Pode soar estranho às pessoas de hoje, mas na minha adolescência — mocidade, como se dizia — eu queria ser Chico Buarque. Tocar como ele, compor como ele e cantar também como ele. (Ele canta mal, eu sei...). Talvez eu seja um dos poucos da minha geração que compreendia aquela relação profunda, poética, prosaica, cotidiana, harmoniosa: letra, música, corpo e alma. Justapostas, sabe? Fragrância lírica das ruas descalças, dos balões, das moças. Espreitado por alguém debruçado sobre a janela alta da casa burguesa.
Já faz alguns anos, assisti a um vídeo de Chico com João Pedro Stédile, o chefão do MST. Depois de uma partida de futebol, no seu campo particular, Stédile pediu-lhe que fizesse uma dedicatória num box de DVDs. Disse-lhe que entregaria o ilustre presente, pessoalmente, a Nicolás Maduro.

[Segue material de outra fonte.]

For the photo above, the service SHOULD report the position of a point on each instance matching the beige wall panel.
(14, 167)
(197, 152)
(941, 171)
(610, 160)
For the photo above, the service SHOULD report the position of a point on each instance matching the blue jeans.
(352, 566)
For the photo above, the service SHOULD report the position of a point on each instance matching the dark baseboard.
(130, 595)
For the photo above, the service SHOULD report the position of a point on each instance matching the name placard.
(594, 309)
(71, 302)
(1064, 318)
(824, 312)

Aos 80 anos, o grande compositor nem tem mais pernas para correr atrás de bola. Depois de aplaudir, de plateia, seu mentor político ser transformado em presidente de novo, pela terceira vez, partiu em definitivo com sua mulher novinha para Paris. Uma morada dos deuses, no metro quadrado mais caro da cidade, bem longe das mazelas brasileiras.
Súbito, pensei no campo de futebol particular. Virou assentamento do MST? Seria lógico, e é o que sempre se espera de socialistas: repartir, dividir e partilhar seus bens. (Stédile não teve essa ideia?). Nos tenros 20 anos, o jovem Chico escreveu "é a terra que querias ver dividida", versos da canção Funeral de um Lavrador. Noves fora, o Google Earth me contou que o campo ainda está lá, inteirinho no caríssimo Recreio dos Bandeirantes. Sem nenhum sinal de invasão dos sem-terra fluminenses.

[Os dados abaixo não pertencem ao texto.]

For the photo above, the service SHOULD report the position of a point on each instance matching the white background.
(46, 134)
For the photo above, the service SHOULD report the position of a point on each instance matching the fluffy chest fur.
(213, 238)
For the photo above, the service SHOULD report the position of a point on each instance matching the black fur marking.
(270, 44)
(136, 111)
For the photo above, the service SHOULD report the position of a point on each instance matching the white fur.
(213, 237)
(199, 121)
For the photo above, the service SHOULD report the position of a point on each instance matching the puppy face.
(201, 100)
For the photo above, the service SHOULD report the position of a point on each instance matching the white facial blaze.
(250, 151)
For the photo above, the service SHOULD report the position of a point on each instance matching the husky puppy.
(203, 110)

Minha profecia, no entanto, me diz, ao pé do ouvido, que os herdeiros já esfregam as mãos. Logo darão um destino provável e financeiro ao terreno: o mercado imobiliário. Faz jus, era a terra que querias ser dividida... Porque a narrativa da justiça social (do pivete, do guri, do malandro, do sem moradia) é atemporal e não pode morrer: e tudo que serve de esteio ao discurso dos velhos burgueses e poetas hipócritas. (Millôr já disse de quem lucra com seu ideal).
Mas para que essa crônica não acabe assim, eu prefiro dedicar-me, cavando na memória, à história bem rimada do Juca, aquele dos anos 60. O pobre seresteiro autuado em flagrante, como meliante, que foi parar numa delegacia, pois sambava bem diante da janela de Maria.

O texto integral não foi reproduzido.